Building recipes from files located within a large tar.gz file

jbusecke commented 1 year ago

I wanted to highlight a use case I have encountered multiple times in the past weeks and which is only partially supported by pangeo-forge-recipes.

The core situation always is the following:

The files that are source for a recipe are contained in a large compressed file (see https://github.com/pangeo-forge/staged-recipes/issues/219#issuecomment-1317335341) for an example.

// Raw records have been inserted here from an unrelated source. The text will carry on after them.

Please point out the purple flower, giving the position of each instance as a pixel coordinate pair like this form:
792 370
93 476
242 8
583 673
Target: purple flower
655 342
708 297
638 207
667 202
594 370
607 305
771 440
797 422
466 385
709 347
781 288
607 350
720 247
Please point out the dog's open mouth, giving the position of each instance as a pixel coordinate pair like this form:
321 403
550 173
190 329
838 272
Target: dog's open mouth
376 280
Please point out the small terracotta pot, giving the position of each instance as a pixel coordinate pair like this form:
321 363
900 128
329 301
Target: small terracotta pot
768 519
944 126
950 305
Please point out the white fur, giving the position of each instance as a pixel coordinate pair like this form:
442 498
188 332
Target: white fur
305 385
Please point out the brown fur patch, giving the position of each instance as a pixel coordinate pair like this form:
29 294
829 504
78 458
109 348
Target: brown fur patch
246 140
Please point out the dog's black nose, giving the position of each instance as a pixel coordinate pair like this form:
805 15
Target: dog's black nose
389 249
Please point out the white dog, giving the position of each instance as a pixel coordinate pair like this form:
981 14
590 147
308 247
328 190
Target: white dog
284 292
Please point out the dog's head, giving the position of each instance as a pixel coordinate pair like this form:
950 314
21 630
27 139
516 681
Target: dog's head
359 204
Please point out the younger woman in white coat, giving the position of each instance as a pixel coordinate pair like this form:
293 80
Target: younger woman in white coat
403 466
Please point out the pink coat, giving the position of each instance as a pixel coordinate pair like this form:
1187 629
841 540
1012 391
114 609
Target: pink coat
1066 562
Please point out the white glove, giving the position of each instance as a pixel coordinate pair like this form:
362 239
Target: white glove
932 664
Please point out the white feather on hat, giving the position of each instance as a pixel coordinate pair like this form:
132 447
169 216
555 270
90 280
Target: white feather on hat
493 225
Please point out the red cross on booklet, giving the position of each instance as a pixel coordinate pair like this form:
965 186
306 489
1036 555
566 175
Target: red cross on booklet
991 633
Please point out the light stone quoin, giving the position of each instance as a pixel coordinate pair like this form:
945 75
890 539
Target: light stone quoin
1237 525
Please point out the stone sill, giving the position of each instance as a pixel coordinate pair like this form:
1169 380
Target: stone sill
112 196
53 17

As a recipe builder I want to be able to work with the files contained in there and e.g. merge or concat them

As I learned, if the container is a .zip/.tar file you can already index into it, but .gzip does not have that possibility.

I wonder if there is a possibility to expand the functionality of pgf-recipes and allow some syntax that requires caching/unpacking of .gz files but still maintains something akin to a url per file.

If e.g. you have a file container.tar.gz which contains file1.nc and file2.nc and can be downloaded at http://zenodo.org/<project>/container.tar.gz.

Would it be at all possible to have some special command like GUNZIP that one could insert into a URL like this:

def build_urls(filenumber):
     return f`http://zenodo.org/<project>/container.tar.gz/UNZIP/file{filenumber}.nc`

If pgf-recipes could recognize this 'command' (there is probably a better word for this), then the recipe could just require the data to be cached locally, unpack it and do its usual thing?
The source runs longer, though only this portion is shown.